Carlos G. Dominguez III

Finance Secretary Carlos G. Dominguez III INQUIRER File Photo

MANILA, Philippines—The Cabinet-level, interagency Fiscal Incentives Review Board (FIRB) has granted tax and other perks to a P10-billion cement manufacturing project to be rolled out by a unit of conglomerate San Miguel Corp. (SMC) this year.

Finance Secretary Carlos Dominguez III on Monday said the FIRB, which he chairs, approved the application of Oro Cemento Industries Corp. for fiscal incentives during the FIRB meeting on Dec. 15, 2021.

Oro Cemento Industries is a wholly owned subsidiary of San Miguel Equity Investments Inc. which, in turn, is 100 percent owned by SMC. SMC said Oro Cemento would be renamed as Southern Concrete Industries Inc.

According to SMC documents, Oro Cemento was building a cement grinding plant in Santa Cruz town, Davao del Sur province.

Once completed, the facility can produce 2 million metric tons of cement per year, SMC said, adding that its world-class equipment can minimize environmental impact.

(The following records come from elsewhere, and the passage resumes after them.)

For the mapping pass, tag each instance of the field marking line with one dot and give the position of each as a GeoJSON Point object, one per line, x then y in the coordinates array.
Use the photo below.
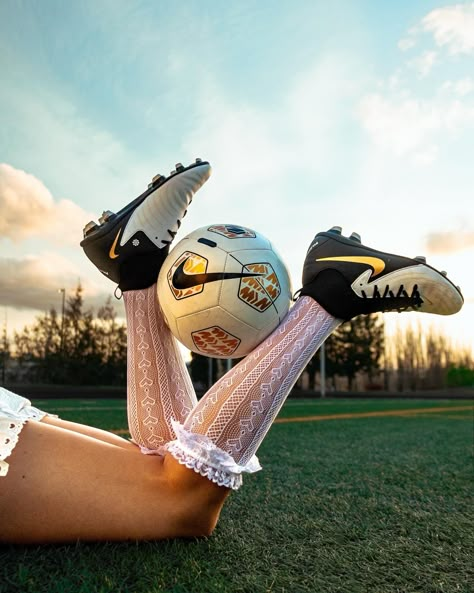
{"type": "Point", "coordinates": [88, 408]}
{"type": "Point", "coordinates": [346, 416]}
{"type": "Point", "coordinates": [381, 413]}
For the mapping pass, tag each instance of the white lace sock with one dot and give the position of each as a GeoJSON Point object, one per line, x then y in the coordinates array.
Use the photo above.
{"type": "Point", "coordinates": [221, 435]}
{"type": "Point", "coordinates": [159, 388]}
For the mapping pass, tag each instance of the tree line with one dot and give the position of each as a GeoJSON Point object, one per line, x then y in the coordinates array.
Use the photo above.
{"type": "Point", "coordinates": [78, 347]}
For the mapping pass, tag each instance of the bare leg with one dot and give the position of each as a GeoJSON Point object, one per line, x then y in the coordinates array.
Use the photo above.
{"type": "Point", "coordinates": [96, 433]}
{"type": "Point", "coordinates": [64, 486]}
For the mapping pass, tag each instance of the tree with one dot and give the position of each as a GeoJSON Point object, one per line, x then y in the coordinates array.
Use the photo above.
{"type": "Point", "coordinates": [355, 346]}
{"type": "Point", "coordinates": [4, 354]}
{"type": "Point", "coordinates": [81, 349]}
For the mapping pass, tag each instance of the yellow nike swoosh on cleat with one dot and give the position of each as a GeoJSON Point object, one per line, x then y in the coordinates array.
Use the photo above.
{"type": "Point", "coordinates": [376, 263]}
{"type": "Point", "coordinates": [112, 253]}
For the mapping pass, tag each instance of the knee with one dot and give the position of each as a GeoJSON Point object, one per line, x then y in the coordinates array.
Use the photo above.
{"type": "Point", "coordinates": [198, 501]}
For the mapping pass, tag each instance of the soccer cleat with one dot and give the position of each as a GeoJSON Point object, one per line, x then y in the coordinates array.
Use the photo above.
{"type": "Point", "coordinates": [130, 246]}
{"type": "Point", "coordinates": [349, 279]}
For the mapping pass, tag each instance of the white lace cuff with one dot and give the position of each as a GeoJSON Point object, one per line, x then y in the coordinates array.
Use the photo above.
{"type": "Point", "coordinates": [199, 453]}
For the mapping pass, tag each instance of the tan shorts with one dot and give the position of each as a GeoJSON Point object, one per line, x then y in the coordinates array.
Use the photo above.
{"type": "Point", "coordinates": [15, 411]}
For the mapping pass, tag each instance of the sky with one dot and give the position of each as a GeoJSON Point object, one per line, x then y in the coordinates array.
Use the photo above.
{"type": "Point", "coordinates": [313, 114]}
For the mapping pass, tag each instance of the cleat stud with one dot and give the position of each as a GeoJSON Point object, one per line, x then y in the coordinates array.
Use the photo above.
{"type": "Point", "coordinates": [355, 237]}
{"type": "Point", "coordinates": [90, 226]}
{"type": "Point", "coordinates": [106, 215]}
{"type": "Point", "coordinates": [156, 179]}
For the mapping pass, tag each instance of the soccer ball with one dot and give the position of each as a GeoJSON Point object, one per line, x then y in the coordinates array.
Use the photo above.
{"type": "Point", "coordinates": [223, 289]}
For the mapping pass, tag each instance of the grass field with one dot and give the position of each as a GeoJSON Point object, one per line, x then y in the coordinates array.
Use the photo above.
{"type": "Point", "coordinates": [354, 500]}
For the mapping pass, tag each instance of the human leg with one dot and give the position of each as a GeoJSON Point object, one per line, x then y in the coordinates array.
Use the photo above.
{"type": "Point", "coordinates": [91, 431]}
{"type": "Point", "coordinates": [63, 486]}
{"type": "Point", "coordinates": [222, 434]}
{"type": "Point", "coordinates": [129, 248]}
{"type": "Point", "coordinates": [159, 388]}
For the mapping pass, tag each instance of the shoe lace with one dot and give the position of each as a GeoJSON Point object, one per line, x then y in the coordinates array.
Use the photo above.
{"type": "Point", "coordinates": [173, 233]}
{"type": "Point", "coordinates": [399, 301]}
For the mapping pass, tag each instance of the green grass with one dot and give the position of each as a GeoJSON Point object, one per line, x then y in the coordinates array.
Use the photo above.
{"type": "Point", "coordinates": [379, 505]}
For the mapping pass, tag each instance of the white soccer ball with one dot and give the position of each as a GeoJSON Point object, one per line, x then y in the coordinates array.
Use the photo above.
{"type": "Point", "coordinates": [223, 289]}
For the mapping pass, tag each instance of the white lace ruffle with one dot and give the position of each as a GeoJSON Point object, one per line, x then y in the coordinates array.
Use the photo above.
{"type": "Point", "coordinates": [15, 411]}
{"type": "Point", "coordinates": [198, 452]}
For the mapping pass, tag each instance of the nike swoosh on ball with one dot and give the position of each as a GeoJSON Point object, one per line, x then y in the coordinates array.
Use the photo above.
{"type": "Point", "coordinates": [181, 280]}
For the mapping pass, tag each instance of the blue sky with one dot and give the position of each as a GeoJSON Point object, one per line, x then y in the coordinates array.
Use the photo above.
{"type": "Point", "coordinates": [358, 113]}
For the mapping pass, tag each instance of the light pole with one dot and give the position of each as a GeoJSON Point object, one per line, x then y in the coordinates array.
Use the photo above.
{"type": "Point", "coordinates": [63, 308]}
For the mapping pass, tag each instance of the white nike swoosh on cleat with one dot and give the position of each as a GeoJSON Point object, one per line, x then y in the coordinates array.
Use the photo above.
{"type": "Point", "coordinates": [161, 209]}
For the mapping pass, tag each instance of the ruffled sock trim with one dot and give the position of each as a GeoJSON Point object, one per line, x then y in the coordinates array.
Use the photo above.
{"type": "Point", "coordinates": [199, 453]}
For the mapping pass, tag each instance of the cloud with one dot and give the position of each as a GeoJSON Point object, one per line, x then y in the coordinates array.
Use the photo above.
{"type": "Point", "coordinates": [425, 62]}
{"type": "Point", "coordinates": [414, 119]}
{"type": "Point", "coordinates": [33, 282]}
{"type": "Point", "coordinates": [404, 124]}
{"type": "Point", "coordinates": [452, 27]}
{"type": "Point", "coordinates": [29, 210]}
{"type": "Point", "coordinates": [446, 242]}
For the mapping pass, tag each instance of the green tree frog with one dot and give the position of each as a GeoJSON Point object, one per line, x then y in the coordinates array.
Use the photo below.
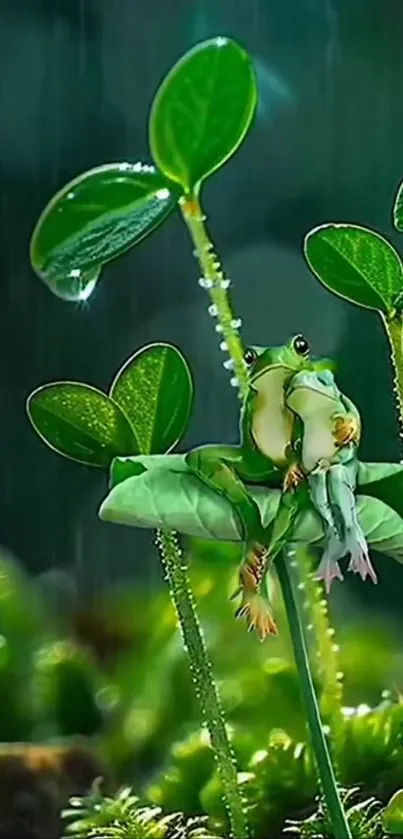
{"type": "Point", "coordinates": [331, 468]}
{"type": "Point", "coordinates": [263, 456]}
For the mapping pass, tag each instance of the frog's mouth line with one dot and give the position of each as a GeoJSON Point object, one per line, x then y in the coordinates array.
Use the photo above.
{"type": "Point", "coordinates": [298, 388]}
{"type": "Point", "coordinates": [269, 371]}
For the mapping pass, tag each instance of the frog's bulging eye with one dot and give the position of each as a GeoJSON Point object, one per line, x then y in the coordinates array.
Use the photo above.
{"type": "Point", "coordinates": [249, 356]}
{"type": "Point", "coordinates": [300, 345]}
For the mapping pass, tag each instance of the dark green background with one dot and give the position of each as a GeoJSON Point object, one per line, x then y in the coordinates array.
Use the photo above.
{"type": "Point", "coordinates": [76, 79]}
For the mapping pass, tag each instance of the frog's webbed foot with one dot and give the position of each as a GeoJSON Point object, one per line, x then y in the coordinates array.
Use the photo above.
{"type": "Point", "coordinates": [346, 430]}
{"type": "Point", "coordinates": [254, 606]}
{"type": "Point", "coordinates": [258, 615]}
{"type": "Point", "coordinates": [293, 477]}
{"type": "Point", "coordinates": [329, 569]}
{"type": "Point", "coordinates": [360, 562]}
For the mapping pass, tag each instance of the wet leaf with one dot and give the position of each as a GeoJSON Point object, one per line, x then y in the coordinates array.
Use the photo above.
{"type": "Point", "coordinates": [202, 111]}
{"type": "Point", "coordinates": [94, 219]}
{"type": "Point", "coordinates": [393, 815]}
{"type": "Point", "coordinates": [162, 493]}
{"type": "Point", "coordinates": [357, 264]}
{"type": "Point", "coordinates": [155, 390]}
{"type": "Point", "coordinates": [81, 423]}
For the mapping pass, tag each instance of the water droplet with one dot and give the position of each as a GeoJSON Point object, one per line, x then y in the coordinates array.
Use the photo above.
{"type": "Point", "coordinates": [205, 283]}
{"type": "Point", "coordinates": [162, 194]}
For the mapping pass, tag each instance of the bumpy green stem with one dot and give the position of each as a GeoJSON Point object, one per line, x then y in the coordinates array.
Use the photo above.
{"type": "Point", "coordinates": [216, 284]}
{"type": "Point", "coordinates": [202, 675]}
{"type": "Point", "coordinates": [317, 624]}
{"type": "Point", "coordinates": [326, 773]}
{"type": "Point", "coordinates": [394, 330]}
{"type": "Point", "coordinates": [214, 281]}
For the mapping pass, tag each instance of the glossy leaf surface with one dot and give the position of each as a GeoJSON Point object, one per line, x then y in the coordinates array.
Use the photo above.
{"type": "Point", "coordinates": [357, 264]}
{"type": "Point", "coordinates": [81, 423]}
{"type": "Point", "coordinates": [202, 111]}
{"type": "Point", "coordinates": [162, 493]}
{"type": "Point", "coordinates": [94, 219]}
{"type": "Point", "coordinates": [155, 391]}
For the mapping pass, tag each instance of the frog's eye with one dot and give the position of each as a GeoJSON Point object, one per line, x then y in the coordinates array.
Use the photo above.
{"type": "Point", "coordinates": [300, 345]}
{"type": "Point", "coordinates": [249, 356]}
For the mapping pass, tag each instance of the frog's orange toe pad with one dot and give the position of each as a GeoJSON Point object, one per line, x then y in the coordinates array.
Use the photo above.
{"type": "Point", "coordinates": [346, 430]}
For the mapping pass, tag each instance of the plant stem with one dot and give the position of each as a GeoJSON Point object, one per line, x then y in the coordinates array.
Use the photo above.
{"type": "Point", "coordinates": [394, 330]}
{"type": "Point", "coordinates": [315, 617]}
{"type": "Point", "coordinates": [326, 773]}
{"type": "Point", "coordinates": [214, 281]}
{"type": "Point", "coordinates": [206, 689]}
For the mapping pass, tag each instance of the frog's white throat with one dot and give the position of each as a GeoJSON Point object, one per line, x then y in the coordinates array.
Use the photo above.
{"type": "Point", "coordinates": [271, 420]}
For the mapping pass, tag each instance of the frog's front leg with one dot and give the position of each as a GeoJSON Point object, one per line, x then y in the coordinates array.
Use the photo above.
{"type": "Point", "coordinates": [347, 427]}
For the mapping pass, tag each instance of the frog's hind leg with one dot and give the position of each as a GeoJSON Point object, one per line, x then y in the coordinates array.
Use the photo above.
{"type": "Point", "coordinates": [221, 468]}
{"type": "Point", "coordinates": [341, 480]}
{"type": "Point", "coordinates": [256, 605]}
{"type": "Point", "coordinates": [329, 568]}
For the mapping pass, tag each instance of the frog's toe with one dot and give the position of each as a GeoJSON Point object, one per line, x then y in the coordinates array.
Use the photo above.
{"type": "Point", "coordinates": [328, 571]}
{"type": "Point", "coordinates": [258, 616]}
{"type": "Point", "coordinates": [293, 478]}
{"type": "Point", "coordinates": [345, 431]}
{"type": "Point", "coordinates": [361, 564]}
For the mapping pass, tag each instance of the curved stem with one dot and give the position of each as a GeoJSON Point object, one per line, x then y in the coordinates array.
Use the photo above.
{"type": "Point", "coordinates": [215, 282]}
{"type": "Point", "coordinates": [394, 331]}
{"type": "Point", "coordinates": [315, 618]}
{"type": "Point", "coordinates": [202, 675]}
{"type": "Point", "coordinates": [320, 748]}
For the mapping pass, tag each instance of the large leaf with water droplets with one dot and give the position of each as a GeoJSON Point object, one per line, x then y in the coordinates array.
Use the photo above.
{"type": "Point", "coordinates": [357, 264]}
{"type": "Point", "coordinates": [202, 111]}
{"type": "Point", "coordinates": [94, 219]}
{"type": "Point", "coordinates": [162, 492]}
{"type": "Point", "coordinates": [81, 423]}
{"type": "Point", "coordinates": [155, 390]}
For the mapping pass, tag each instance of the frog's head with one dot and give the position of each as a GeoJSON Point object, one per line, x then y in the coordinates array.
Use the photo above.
{"type": "Point", "coordinates": [286, 360]}
{"type": "Point", "coordinates": [318, 381]}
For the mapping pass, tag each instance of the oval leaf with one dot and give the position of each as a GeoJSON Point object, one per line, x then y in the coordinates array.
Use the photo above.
{"type": "Point", "coordinates": [94, 219]}
{"type": "Point", "coordinates": [356, 264]}
{"type": "Point", "coordinates": [163, 493]}
{"type": "Point", "coordinates": [81, 423]}
{"type": "Point", "coordinates": [155, 390]}
{"type": "Point", "coordinates": [392, 818]}
{"type": "Point", "coordinates": [398, 209]}
{"type": "Point", "coordinates": [202, 111]}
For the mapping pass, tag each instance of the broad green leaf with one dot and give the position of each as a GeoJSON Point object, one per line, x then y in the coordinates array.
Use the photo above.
{"type": "Point", "coordinates": [94, 219]}
{"type": "Point", "coordinates": [202, 111]}
{"type": "Point", "coordinates": [357, 264]}
{"type": "Point", "coordinates": [393, 815]}
{"type": "Point", "coordinates": [155, 390]}
{"type": "Point", "coordinates": [398, 209]}
{"type": "Point", "coordinates": [162, 493]}
{"type": "Point", "coordinates": [81, 423]}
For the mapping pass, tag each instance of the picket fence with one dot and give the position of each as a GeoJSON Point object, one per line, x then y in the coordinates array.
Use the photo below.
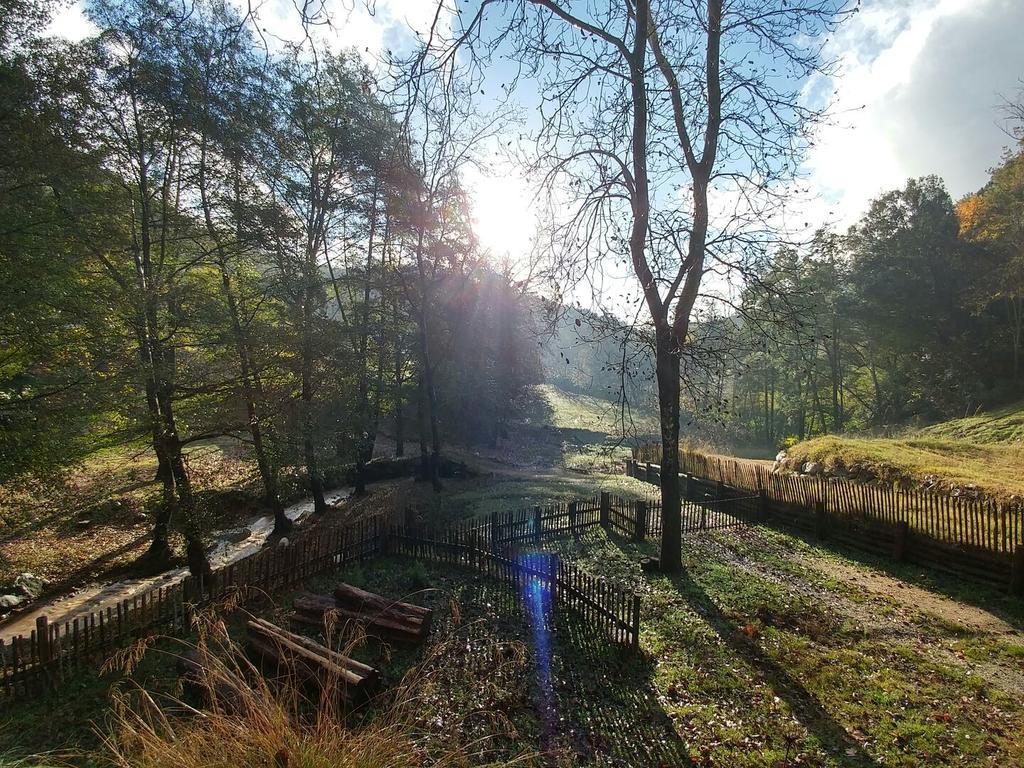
{"type": "Point", "coordinates": [981, 539]}
{"type": "Point", "coordinates": [37, 664]}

In a statement, the Department of Finance (DOF) said Oro Cemento was expected to churn out 50.4 million cement bags yearly, “to help meet the growing infrastructure requirements in Mindanao.”

Commercial operations will begin in July 2022.

The project will enjoy two years of income tax holiday (ITH). Once ITH lapses, it will have five years of enhanced deductions, plus duty-free importations of capital equipment, raw materials, parts and accessories.

The Department of Trade and Industry (DTI)-attached investment promotion agency (IPA) Board of Investments (BOI) recommended the grant of tax perks to Oro Cemento.

The DOF quoted Trade Secretary Ramon Lopez, FIRB co-chair, as saying that the project would “help achieve the country’s goal of reducing dependence on cement imports and stabilizing the price and supply of the product, on top of the economic benefits of more jobs and business activity generated by the project.”

Assistant Finance Secretary Juvy Danofrata, FIRB secretariat head, said the project’s benefits would exceed costs, including the potential revenues that the government will forego in the form of the tax exemptions.

“The project is expected to stimulate forward linkages, promote the use of energy-efficient equipment that can lead to a transfer of knowledge and improvement in productivity, especially in the underdeveloped area where the project is located,” the DOF said.